There’s a peculiar argument that because there is a statistical association between single parenthood and poverty, the policy response should be to promote marriage (e.g.). Some influential folk on the right (e.g.) seem to relish this line of thinking because it gives them a sense of moral superiority coupled with a reason not to have to address the realities of poverty. People in poverty are so much easier to blame.
But it’s actually not that difficult to work out, as this Atlantic article by Emily Badger puts it:
‘Fractured family structures don't cause poverty. Poverty causes these family structures. Reduce poverty through more direct means, and we might actually reverse the retreat of marriage along the way.’
As she says, the basic logic ‘casts poverty as the result of a collapse in family values, not as the product of complex structural economic and social factors.’ Badger based her material on this article from the Council on Contemporary Families and quotes the Council’s researcher Kristi Williams:
‘We know marriage has a wide range of benefits, particularly for raising children. And it's not unreasonable to think that it would be nice if all children could enjoy these benefits. The problem is that there’s no evidence that the kind of marriages that poor, single parents enter into will have these same benefits.’
The article points to a range of research that helps explain why so many policy attempts to reassert traditional family structures have failed.

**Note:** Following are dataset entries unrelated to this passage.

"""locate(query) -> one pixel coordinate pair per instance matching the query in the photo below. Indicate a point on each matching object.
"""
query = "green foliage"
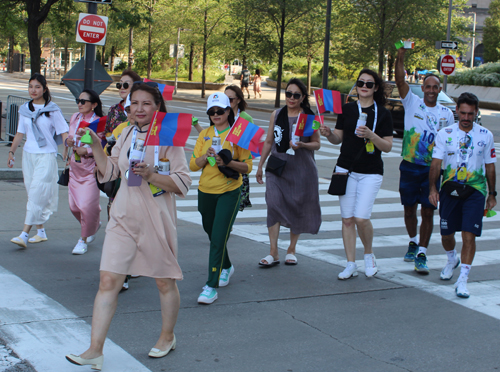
(487, 75)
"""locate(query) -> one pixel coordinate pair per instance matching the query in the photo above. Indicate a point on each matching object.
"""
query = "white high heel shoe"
(95, 363)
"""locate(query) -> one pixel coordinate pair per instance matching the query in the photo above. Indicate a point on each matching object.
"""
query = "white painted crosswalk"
(389, 232)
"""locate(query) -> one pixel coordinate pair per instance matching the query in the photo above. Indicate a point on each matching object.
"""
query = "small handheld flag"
(307, 125)
(247, 135)
(165, 90)
(169, 130)
(97, 125)
(328, 100)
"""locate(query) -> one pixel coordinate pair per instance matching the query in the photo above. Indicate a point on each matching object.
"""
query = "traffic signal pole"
(90, 56)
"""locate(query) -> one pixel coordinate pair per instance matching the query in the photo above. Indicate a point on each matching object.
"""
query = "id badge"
(156, 191)
(462, 173)
(370, 148)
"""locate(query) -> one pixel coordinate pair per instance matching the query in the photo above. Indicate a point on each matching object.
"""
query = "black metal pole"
(327, 44)
(90, 56)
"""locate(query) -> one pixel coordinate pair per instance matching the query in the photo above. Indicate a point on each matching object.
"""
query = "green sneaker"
(421, 264)
(208, 296)
(412, 252)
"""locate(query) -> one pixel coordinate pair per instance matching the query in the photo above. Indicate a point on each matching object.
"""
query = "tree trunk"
(130, 43)
(309, 71)
(280, 59)
(34, 44)
(191, 61)
(205, 39)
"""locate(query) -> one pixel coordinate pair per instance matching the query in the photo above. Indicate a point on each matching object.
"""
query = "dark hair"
(230, 118)
(94, 98)
(239, 94)
(303, 89)
(379, 94)
(132, 74)
(46, 94)
(431, 75)
(158, 98)
(469, 99)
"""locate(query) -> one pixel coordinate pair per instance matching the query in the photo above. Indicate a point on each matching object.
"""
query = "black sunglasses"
(361, 83)
(294, 95)
(124, 85)
(218, 112)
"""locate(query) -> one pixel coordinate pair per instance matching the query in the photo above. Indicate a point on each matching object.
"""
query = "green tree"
(491, 33)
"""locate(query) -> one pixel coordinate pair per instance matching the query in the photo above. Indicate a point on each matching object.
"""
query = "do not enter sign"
(91, 29)
(448, 65)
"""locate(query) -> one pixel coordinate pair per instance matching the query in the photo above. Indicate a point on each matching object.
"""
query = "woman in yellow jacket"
(219, 190)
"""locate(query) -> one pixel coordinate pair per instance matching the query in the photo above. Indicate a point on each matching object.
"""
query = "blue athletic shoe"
(421, 264)
(412, 252)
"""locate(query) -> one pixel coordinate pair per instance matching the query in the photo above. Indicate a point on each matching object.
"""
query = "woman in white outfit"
(42, 122)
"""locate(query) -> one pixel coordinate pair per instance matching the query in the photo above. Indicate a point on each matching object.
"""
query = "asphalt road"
(281, 319)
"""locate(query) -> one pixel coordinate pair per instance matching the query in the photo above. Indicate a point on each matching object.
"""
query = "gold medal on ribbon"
(370, 148)
(462, 173)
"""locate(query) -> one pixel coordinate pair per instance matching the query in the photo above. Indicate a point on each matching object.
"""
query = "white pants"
(360, 194)
(40, 179)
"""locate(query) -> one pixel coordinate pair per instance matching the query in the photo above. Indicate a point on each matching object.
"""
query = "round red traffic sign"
(448, 65)
(92, 29)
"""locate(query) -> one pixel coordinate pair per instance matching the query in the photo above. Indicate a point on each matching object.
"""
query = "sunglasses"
(218, 112)
(294, 95)
(361, 83)
(124, 85)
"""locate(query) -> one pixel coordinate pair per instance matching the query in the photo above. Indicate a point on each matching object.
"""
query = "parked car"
(395, 106)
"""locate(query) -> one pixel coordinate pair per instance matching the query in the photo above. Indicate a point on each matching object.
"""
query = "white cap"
(218, 100)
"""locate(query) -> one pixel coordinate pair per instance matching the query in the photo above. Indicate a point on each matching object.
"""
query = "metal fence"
(13, 104)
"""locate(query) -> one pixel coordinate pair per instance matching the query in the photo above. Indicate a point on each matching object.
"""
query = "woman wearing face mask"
(362, 144)
(42, 123)
(292, 198)
(82, 189)
(141, 237)
(219, 189)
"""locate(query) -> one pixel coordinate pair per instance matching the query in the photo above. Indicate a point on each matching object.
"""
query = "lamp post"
(473, 41)
(177, 55)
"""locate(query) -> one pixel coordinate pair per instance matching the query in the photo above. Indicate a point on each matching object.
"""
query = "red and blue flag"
(97, 125)
(247, 135)
(165, 90)
(306, 125)
(328, 101)
(169, 130)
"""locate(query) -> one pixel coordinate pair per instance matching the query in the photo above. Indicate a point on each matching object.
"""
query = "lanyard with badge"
(78, 159)
(370, 147)
(463, 155)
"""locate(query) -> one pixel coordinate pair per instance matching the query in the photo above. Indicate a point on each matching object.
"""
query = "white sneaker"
(447, 272)
(80, 247)
(225, 276)
(461, 288)
(370, 265)
(350, 271)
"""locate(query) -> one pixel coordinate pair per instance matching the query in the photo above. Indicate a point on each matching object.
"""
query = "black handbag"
(458, 190)
(338, 184)
(275, 165)
(64, 177)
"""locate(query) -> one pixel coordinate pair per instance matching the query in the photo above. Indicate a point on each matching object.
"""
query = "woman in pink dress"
(141, 235)
(82, 188)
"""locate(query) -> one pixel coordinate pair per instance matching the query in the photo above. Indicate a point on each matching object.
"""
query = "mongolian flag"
(247, 135)
(307, 125)
(165, 90)
(97, 125)
(169, 130)
(328, 100)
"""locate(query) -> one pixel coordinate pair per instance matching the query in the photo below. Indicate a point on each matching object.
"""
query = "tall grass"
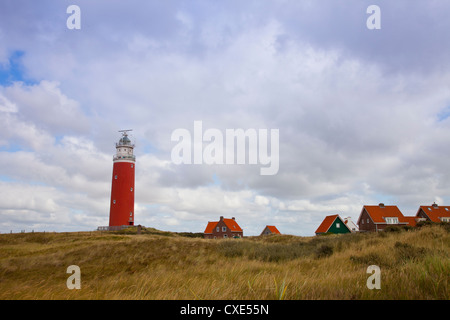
(414, 265)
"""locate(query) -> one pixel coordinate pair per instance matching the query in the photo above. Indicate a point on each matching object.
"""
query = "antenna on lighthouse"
(124, 132)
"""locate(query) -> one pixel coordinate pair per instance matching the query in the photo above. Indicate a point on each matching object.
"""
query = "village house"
(332, 224)
(377, 218)
(350, 224)
(224, 228)
(270, 230)
(433, 213)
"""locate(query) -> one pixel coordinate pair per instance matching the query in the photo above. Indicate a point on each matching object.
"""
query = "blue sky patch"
(14, 70)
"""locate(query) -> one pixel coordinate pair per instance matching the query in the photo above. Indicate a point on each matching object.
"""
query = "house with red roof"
(377, 218)
(433, 213)
(224, 228)
(333, 224)
(270, 230)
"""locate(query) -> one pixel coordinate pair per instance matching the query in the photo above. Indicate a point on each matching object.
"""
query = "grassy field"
(414, 264)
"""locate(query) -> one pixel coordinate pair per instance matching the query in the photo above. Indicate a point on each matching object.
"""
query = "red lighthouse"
(122, 186)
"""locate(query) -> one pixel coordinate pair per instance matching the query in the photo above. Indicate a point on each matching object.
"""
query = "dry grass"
(414, 265)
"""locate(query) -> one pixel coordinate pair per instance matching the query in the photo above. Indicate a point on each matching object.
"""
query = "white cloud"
(356, 126)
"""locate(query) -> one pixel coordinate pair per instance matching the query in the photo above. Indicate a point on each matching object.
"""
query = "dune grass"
(414, 264)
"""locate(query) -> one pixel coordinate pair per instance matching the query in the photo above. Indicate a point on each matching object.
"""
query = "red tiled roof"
(435, 212)
(410, 220)
(378, 213)
(326, 223)
(230, 223)
(210, 227)
(273, 229)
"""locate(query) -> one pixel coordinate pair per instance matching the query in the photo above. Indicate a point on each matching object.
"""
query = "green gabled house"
(332, 224)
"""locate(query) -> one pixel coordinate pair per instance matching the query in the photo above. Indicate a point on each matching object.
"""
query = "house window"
(391, 220)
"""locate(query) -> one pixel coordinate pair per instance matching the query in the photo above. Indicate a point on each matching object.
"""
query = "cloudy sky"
(363, 115)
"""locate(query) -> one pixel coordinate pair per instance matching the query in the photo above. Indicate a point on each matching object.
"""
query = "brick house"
(433, 213)
(377, 218)
(270, 230)
(224, 228)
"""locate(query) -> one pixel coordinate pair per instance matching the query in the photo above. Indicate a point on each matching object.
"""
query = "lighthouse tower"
(122, 188)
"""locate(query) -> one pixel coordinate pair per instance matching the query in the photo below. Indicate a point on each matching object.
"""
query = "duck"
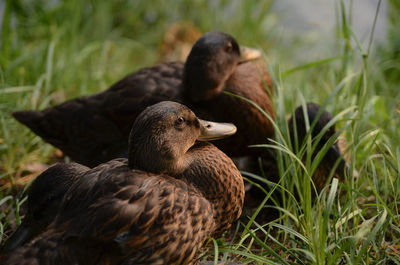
(158, 206)
(95, 129)
(44, 199)
(333, 160)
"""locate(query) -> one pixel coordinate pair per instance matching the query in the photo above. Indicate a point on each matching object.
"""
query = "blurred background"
(344, 53)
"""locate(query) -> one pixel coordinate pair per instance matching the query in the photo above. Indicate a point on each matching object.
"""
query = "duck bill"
(215, 130)
(248, 54)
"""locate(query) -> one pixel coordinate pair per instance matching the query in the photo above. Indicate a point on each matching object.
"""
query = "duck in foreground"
(157, 207)
(95, 129)
(297, 124)
(44, 199)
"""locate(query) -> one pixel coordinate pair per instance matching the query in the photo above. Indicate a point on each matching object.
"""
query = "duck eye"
(179, 121)
(228, 47)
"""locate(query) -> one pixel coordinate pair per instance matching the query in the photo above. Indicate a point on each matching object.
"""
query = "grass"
(52, 51)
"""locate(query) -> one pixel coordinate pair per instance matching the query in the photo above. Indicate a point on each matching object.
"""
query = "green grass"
(54, 51)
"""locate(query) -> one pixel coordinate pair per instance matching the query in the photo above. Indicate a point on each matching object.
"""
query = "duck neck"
(218, 180)
(145, 155)
(202, 81)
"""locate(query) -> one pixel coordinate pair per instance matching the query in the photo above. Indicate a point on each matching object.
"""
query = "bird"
(95, 129)
(44, 199)
(158, 206)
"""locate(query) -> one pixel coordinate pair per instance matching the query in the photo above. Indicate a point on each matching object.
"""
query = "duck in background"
(156, 207)
(95, 129)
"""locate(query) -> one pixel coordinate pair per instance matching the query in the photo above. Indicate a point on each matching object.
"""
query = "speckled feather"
(139, 217)
(44, 198)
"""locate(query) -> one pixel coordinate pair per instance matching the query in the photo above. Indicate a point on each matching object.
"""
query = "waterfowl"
(44, 199)
(95, 129)
(156, 207)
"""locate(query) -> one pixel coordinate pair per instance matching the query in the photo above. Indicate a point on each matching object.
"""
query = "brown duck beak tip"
(215, 130)
(248, 54)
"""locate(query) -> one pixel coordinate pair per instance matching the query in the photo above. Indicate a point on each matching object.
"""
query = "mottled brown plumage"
(44, 199)
(95, 129)
(116, 214)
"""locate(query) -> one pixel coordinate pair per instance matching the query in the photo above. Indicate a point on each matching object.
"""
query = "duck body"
(121, 212)
(44, 199)
(94, 129)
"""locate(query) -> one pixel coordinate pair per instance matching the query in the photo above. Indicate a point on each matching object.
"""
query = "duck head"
(211, 62)
(163, 135)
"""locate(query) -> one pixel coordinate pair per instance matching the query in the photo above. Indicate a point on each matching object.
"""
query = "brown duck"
(95, 129)
(157, 207)
(319, 119)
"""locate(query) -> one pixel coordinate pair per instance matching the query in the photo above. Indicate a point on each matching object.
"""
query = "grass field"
(52, 51)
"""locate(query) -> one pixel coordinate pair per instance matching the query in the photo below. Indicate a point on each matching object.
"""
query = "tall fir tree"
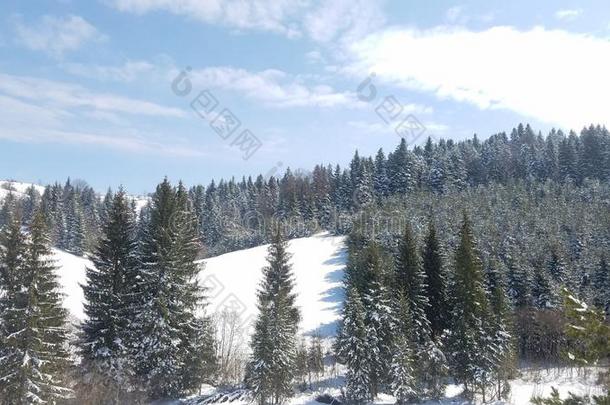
(273, 343)
(353, 349)
(468, 336)
(403, 379)
(411, 281)
(34, 358)
(436, 283)
(103, 341)
(380, 319)
(166, 296)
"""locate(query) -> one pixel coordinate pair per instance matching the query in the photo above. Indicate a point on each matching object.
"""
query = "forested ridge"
(463, 259)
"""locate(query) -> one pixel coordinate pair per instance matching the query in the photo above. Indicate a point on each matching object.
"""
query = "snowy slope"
(18, 189)
(71, 272)
(317, 262)
(232, 280)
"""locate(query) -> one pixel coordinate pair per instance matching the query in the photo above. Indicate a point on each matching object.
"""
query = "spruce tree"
(315, 357)
(411, 281)
(402, 370)
(273, 343)
(166, 297)
(380, 319)
(601, 283)
(436, 283)
(103, 342)
(353, 349)
(34, 361)
(467, 339)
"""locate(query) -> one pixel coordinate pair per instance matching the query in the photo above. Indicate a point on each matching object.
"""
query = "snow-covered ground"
(17, 188)
(318, 262)
(533, 382)
(232, 280)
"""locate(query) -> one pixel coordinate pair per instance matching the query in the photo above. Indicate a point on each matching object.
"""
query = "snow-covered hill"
(17, 188)
(317, 262)
(233, 278)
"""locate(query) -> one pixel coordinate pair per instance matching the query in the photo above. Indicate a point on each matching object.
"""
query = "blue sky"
(86, 87)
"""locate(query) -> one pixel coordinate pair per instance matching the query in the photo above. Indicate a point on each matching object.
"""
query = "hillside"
(232, 280)
(17, 188)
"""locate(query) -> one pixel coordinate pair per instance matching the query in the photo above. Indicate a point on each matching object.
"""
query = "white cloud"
(127, 72)
(543, 74)
(273, 87)
(455, 14)
(24, 121)
(65, 95)
(568, 14)
(274, 16)
(56, 35)
(347, 19)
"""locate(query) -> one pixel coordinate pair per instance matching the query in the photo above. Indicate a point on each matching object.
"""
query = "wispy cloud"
(463, 65)
(345, 19)
(568, 14)
(274, 88)
(127, 72)
(55, 35)
(66, 95)
(23, 121)
(274, 16)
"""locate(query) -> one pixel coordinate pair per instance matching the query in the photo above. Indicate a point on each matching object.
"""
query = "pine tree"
(166, 296)
(380, 176)
(352, 348)
(35, 359)
(436, 283)
(402, 371)
(501, 350)
(274, 339)
(542, 293)
(315, 357)
(468, 335)
(601, 282)
(380, 319)
(411, 281)
(103, 343)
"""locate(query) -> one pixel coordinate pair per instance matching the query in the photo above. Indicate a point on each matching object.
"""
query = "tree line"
(145, 335)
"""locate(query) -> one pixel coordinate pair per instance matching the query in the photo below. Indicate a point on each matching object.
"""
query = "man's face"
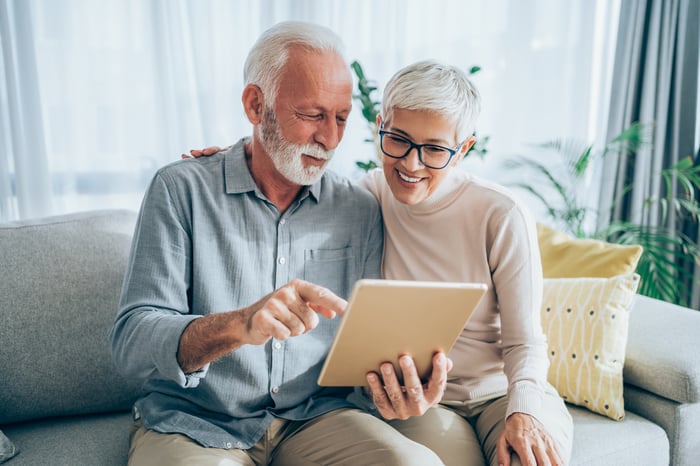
(286, 155)
(307, 121)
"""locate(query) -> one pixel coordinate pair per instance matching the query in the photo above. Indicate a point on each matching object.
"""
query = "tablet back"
(386, 319)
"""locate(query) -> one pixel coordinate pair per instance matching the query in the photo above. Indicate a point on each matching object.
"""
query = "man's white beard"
(287, 156)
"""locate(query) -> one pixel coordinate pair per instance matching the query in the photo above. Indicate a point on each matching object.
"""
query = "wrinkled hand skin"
(207, 151)
(394, 401)
(526, 436)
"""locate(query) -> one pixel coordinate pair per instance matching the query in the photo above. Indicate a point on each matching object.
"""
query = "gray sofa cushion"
(59, 290)
(599, 441)
(653, 361)
(7, 448)
(101, 440)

I accept that right wing policy makers in the UK today will struggle with the possibility that there might be a direction of causality contrary to the one they favour. But it’s just possible some light might penetrate the blinkers. Even Conservative Home thinks the minister for welfare and pensions should meet the Trussell Trust to discuss food banks. Poverty is actually quite an important issue, and to have povertyism practised consistently at a high level in policy thinking is disgraceful.